Prisão, por que não?


A propósito da última coluna (Correio, 30/03), um perplexo leitor enviou-me uma mensagem, na qual me questionava sobre os limites da presunção constitucional de inocência, a questão subjacente à sessão de hoje do STF, cujo resultado proclamará ou não o salvo-conduto no habeas corpus preventivo impetrado pelo primeiro ex-presidente que, nunca antes na história desse país, foi condenado criminalmente em duas instâncias judiciais.

O princípio da presunção de inocência, ao longo da história da civilização, sempre representou um valor caro e inalienável à liberdade do cidadão. Não se cuida de uma cláusula libertária estabelecida para um réu com nome, apelido e sobrenome, mas visa estabelecer balizas para o legítimo exercício da persecução penal estatal em favor do bem comum da sociedade.

Salvo para os bem-pensantes do abolicionismo penal, a máxima “crime e castigo” é um dado historicamente perene e reflexo de um princípio existente em todos os contextos civilizatórios e religiosos dos quais se tem notícia: fazer o bem e evitar o mal. Se o crime é um mal, porque afeta o direito da vítima, seja uma pessoa ou uma coletividade, logo, a pena é o consequente lógico e valorativo.

Evidente que podemos discutir os graus da pena segundo a gravidade da infração, desde advertência por escrito ou pagamento de multa, passando pela pena restritiva de direitos ou de liberdade até prisão perpétua ou pena de morte. Contudo, na incidência de um crime, a sociedade reclama por uma pena, adequada e matizada às circunstâncias do fato ilícito.

Então, para que a persecução penal estatal não se transforme em instrumento de arbítrio legalizado, o princípio da presunção de inocência atua como uma espécie de fino sintonizador daquela atividade persecutória. Entretanto, as implicações e efeitos desse princípio nunca foram reputadas como estritamente absolutas.

Se assim fosse, como aliás, defende um religioso garantismo penal, alçado à condição de reformador das perenes coordenadas simbólicas do direito criminal, sequer poderíamos instaurar investigações criminais, prender temporariamente, aplicar prisões preventivas ou mesmo mandar algemar.

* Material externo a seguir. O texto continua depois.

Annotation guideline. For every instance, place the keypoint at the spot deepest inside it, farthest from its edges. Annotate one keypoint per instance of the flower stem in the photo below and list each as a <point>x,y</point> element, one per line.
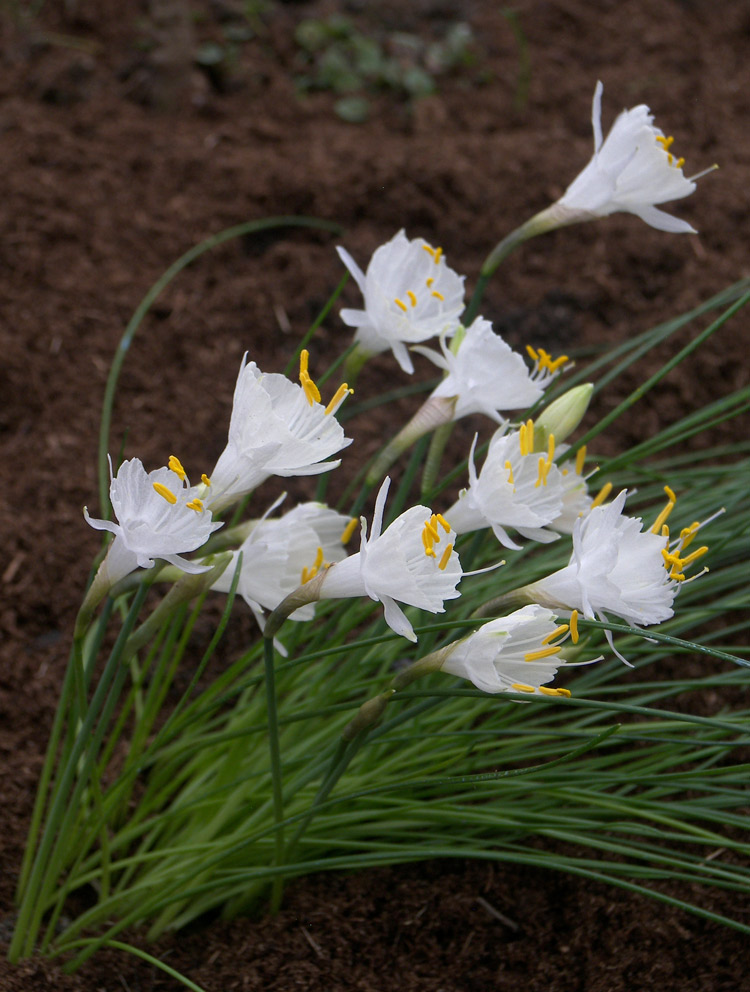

O princípio da presunção de inocência deve, no fato concreto, ser sempre cotejado com outros valores, direitos, liberdades e garantias constitucionais estabelecidas em favor da sociedade como um todo, sob pena de se exacerbar injustamente a tutela dos indivíduos sujeitos à persecução criminal em desfavor daqueles valores, direitos, liberdades e garantias.

Aqui, nesse ponto, na realidade brasileira, existe um dado concreto que nos incomoda muito. Somos o país da impunidade e uma das causas desse fenômeno repousa no fato de que muitos ministros do STF conferem uma interpretação demasiado elástica e inconsequente ao dito princípio, a ponto de se postergar o cumprimento da pena depois de esgotados quase todos os infindáveis recursos de nosso pródigo e generoso sistema processual penal.

Numa realidade em que a criminalidade organizada estende seus tentáculos econômicos e sua astúcia racional em direção ao aparato estatal e em conluio com políticos que deveriam zelar pelo correto emprego do dinheiro tornado público a partir da coleta tributária, um ambiente de impunidade dilacerada é tudo o que não queremos.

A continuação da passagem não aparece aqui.